Mmm, No tan rápido Eduardo, quiero ver como avanza el tema


----------



## asherar (Ene 15, 2011)

Que se trata de "plasma" no hay duda: es un plasma "frío" (kT ~1eV), en aire a presión  atmosférica.
Al aplicarse una tensión de algunas decenas de kV en aire a 1 Atm (que es alta comparada 
con el interior de un fluorescente o con la alta atmósfera) se produce un tipo de descarga denominado "corona". 
Ese tipo de plasma emite luz en en rango visible, sin necesidad de nada más. 

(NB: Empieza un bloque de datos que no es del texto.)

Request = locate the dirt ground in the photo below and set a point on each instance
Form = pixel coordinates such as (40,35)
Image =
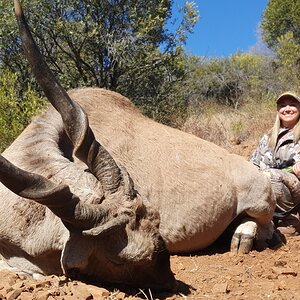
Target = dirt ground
(213,274)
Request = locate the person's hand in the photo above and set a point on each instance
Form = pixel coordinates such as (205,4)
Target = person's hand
(296,169)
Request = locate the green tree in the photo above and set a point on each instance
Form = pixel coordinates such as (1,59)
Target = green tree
(122,45)
(16,109)
(279,18)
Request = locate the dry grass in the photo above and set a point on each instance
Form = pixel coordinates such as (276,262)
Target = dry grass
(238,130)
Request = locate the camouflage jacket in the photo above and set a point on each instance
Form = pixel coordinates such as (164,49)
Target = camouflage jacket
(285,153)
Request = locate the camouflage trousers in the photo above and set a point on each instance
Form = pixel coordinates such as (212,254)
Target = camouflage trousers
(286,187)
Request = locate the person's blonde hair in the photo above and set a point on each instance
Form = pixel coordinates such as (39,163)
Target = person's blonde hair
(275,131)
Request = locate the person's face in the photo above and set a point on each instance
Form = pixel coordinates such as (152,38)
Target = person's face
(288,110)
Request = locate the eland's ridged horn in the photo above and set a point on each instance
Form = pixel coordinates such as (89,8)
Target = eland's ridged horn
(62,202)
(76,125)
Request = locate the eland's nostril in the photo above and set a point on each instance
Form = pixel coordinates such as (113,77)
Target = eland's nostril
(73,273)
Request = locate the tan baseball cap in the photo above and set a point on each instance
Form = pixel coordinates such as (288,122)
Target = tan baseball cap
(288,95)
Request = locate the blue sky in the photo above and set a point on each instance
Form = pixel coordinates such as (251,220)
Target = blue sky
(225,26)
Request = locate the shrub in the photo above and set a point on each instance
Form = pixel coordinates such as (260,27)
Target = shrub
(17,106)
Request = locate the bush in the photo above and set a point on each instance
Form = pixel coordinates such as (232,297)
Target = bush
(17,106)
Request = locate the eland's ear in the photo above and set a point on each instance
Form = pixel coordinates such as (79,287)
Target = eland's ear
(58,198)
(75,254)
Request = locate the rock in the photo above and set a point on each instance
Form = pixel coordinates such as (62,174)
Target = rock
(82,292)
(220,288)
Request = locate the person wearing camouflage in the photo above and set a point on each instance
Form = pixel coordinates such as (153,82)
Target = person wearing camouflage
(278,154)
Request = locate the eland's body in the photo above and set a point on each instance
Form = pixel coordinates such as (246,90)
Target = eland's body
(111,190)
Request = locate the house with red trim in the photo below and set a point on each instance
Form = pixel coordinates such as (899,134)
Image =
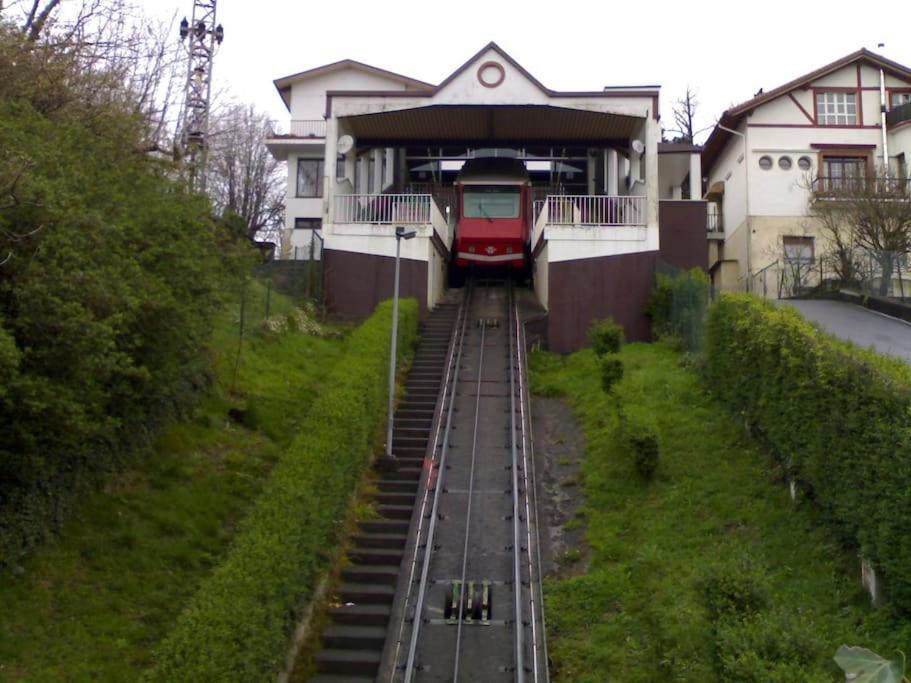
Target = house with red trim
(369,150)
(812,138)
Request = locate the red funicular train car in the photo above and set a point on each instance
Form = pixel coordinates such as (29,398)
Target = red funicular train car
(495,214)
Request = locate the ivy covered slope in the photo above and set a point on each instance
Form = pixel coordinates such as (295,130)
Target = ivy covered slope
(707,571)
(109,281)
(237,625)
(838,418)
(91,605)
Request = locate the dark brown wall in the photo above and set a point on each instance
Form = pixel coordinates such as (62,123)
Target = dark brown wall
(584,290)
(355,283)
(682,234)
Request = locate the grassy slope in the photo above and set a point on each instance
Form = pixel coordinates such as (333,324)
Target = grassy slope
(635,614)
(93,605)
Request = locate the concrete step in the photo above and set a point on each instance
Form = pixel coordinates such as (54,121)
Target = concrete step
(360,662)
(383,526)
(371,573)
(385,486)
(376,556)
(366,593)
(395,511)
(374,540)
(361,615)
(396,497)
(354,637)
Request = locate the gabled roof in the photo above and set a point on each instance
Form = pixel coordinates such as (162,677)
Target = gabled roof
(415,87)
(283,85)
(733,117)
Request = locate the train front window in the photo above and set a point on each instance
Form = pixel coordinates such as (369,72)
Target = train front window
(491,201)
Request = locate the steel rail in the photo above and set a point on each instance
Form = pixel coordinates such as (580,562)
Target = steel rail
(531,505)
(516,526)
(431,530)
(474,450)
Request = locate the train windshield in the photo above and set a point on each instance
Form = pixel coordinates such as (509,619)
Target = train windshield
(491,201)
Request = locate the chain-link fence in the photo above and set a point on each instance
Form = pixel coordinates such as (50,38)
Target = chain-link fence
(882,274)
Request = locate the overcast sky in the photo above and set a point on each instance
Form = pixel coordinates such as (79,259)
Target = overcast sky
(725,50)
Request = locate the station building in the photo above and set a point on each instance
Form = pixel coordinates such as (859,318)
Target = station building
(369,150)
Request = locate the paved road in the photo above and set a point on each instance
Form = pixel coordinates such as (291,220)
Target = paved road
(859,325)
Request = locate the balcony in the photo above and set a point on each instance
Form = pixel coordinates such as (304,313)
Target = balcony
(844,188)
(299,129)
(714,224)
(594,210)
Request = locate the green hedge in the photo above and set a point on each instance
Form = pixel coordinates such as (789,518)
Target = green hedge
(236,628)
(838,417)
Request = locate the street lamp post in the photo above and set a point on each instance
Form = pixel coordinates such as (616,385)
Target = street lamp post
(400,233)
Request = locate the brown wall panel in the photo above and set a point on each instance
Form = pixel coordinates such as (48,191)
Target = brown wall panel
(584,290)
(355,283)
(682,234)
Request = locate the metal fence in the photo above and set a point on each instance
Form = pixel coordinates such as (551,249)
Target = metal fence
(383,208)
(595,210)
(883,274)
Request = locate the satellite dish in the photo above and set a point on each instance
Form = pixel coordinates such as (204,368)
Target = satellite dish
(345,144)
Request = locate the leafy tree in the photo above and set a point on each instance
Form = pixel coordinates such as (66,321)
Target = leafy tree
(864,216)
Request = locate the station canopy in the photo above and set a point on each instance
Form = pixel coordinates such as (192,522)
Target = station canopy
(492,123)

La idea de "bio"-plasma para objetos inanimados no me cierra (*). 
Mucho menos las supuestas aplicaciones médicas, sin una mínima evidencia que la 
acompañe. 

La cámara Kirlian debe ser el aparato que más años lleva en etapa experimental. 
Eso me hace pensar que si hubiera pruebas contundentes de sus aplicaciones serían 
mucho más y mejor conocidas. 

No es por querer desprestigiar, es sólo que estamos en un foro técnico. 

Cierto es que las fotos que se obtienen son muy lindas. 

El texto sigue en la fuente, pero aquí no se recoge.